BD will begin rolling out its latest technology for sorting and characterizing the myriad cells that make up the human body, with a speed and clarity that the company says could help identify new types of cells and the roles they play in life and disease.
Profiled earlier this year in the journal Science, BD’s CellView approach merges flow cytometry methods with high-throughput microscopic imaging and fluorescence scans.
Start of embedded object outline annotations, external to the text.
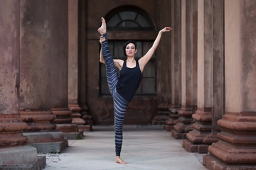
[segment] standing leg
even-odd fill
[[[128,106],[128,102],[122,97],[114,89],[113,91],[114,110],[114,142],[116,152],[116,162],[126,164],[120,158],[122,144],[122,125],[124,123],[125,112]]]
[[[120,158],[120,152],[122,144],[122,125],[124,119],[124,115],[128,106],[128,102],[124,100],[117,91],[116,86],[117,84],[119,76],[117,71],[114,67],[114,61],[111,57],[110,47],[107,40],[106,22],[102,18],[102,26],[98,29],[98,32],[105,38],[105,40],[102,42],[102,56],[105,61],[107,69],[107,79],[111,94],[114,100],[114,131],[115,131],[115,150],[116,150],[116,163],[126,164]]]

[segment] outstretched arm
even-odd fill
[[[161,29],[157,35],[156,40],[154,40],[152,47],[149,49],[149,50],[146,53],[144,56],[139,60],[139,67],[142,71],[143,72],[144,68],[145,67],[146,63],[149,61],[149,60],[152,57],[154,52],[156,51],[157,46],[159,44],[161,35],[163,33],[169,32],[172,30],[171,27],[165,27]]]

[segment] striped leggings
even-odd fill
[[[129,102],[117,91],[116,86],[119,80],[118,74],[114,67],[113,59],[111,57],[107,34],[105,33],[102,35],[105,38],[105,40],[102,42],[102,52],[106,63],[107,84],[114,100],[115,152],[116,156],[120,156],[123,138],[122,125]]]

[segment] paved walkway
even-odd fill
[[[61,154],[46,154],[46,170],[164,170],[207,169],[202,154],[186,152],[182,140],[171,137],[162,126],[124,127],[121,157],[126,165],[114,163],[114,128],[93,126],[84,140],[69,140]]]

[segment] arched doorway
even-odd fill
[[[85,64],[82,63],[84,66],[80,69],[85,70],[85,75],[80,76],[80,91],[81,96],[85,96],[88,112],[93,116],[96,125],[112,125],[114,123],[113,101],[107,86],[105,66],[99,62],[100,44],[97,30],[100,26],[100,17],[105,17],[108,25],[107,38],[114,58],[124,58],[122,46],[127,40],[137,42],[139,51],[136,58],[141,57],[152,45],[161,26],[158,20],[159,16],[155,16],[160,7],[155,1],[150,0],[146,4],[140,1],[100,1],[101,4],[99,5],[99,1],[90,1],[85,4],[85,10],[81,10],[85,19],[81,23],[84,28],[80,27],[83,37],[80,38],[84,40],[81,49],[84,49],[85,52],[84,55],[80,54],[80,57],[81,61],[85,60]],[[141,86],[129,104],[124,124],[145,125],[151,123],[159,104],[159,88],[157,85],[159,81],[156,79],[159,79],[159,74],[157,66],[159,65],[159,53],[162,54],[162,49],[157,50],[145,68]],[[84,74],[82,71],[81,74]],[[85,79],[84,82],[82,79]]]

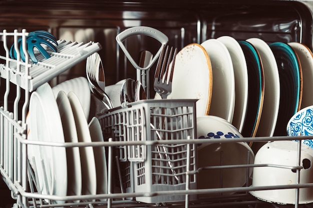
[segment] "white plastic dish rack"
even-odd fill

It aims to profile individual cells based on their visual characteristics in addition to various protein biomarkers, at a rate of up to 15,000 cells per second.
"By combining the power of high-parameter spectral flow cytometry with this unprecedented picture of a cell and its inner workings, we are defining a new standard in cell sorting and putting the power of the cell in the hands of the researcher," BD Biosciences President Puneet Sarin said in a statement.
The company’s first instrument to incorporate the technology, the FACSDiscover S8 Cell Sorter, was unveiled as part of the International Society for Advancement of Cytometry’s annual CYTO conference in Philadelphia.
The system aims to deliver more than 1,000 times the amount of data generated compared to traditional flow cytometry methods, and, according to the company, the device is the result of more than a decade of work among optical, mechanical, biomedical and software engineers.
While fluorescence-based cell sorting technology has been available for decades—isolating different types of cells based on the sum of proteins they have expressed, after tagging them with specific molecules that can glow in different colors—that method hasn’t been able to portray where and how these proteins are distributed physically around the cell itself.
By adding optical microscopy, BD hopes to help researchers discover more complex and unique cell phenotypes, potentially leading to better understanding how certain drugs interact with the body on a molecular level.
In the study featured in Science, researchers working in collaboration with the European Molecular Biology Laboratory used the system to examine a cellular pathway in immunity and stress responses known as nuclear factor kappa light chain enhancer of activated B cells—or NF-kappaB for short—where disruptions have been linked to cancer, autoimmune diseases, viral infections and septic shock.
The main proteins were tracked as they moved from the cell’s cytoplasm into the nucleus following activation. In addition, the researchers said they were able to complete a genome-wide screening of the process in about nine hours with the use of CRISPR tools, a process that may have otherwise taken days.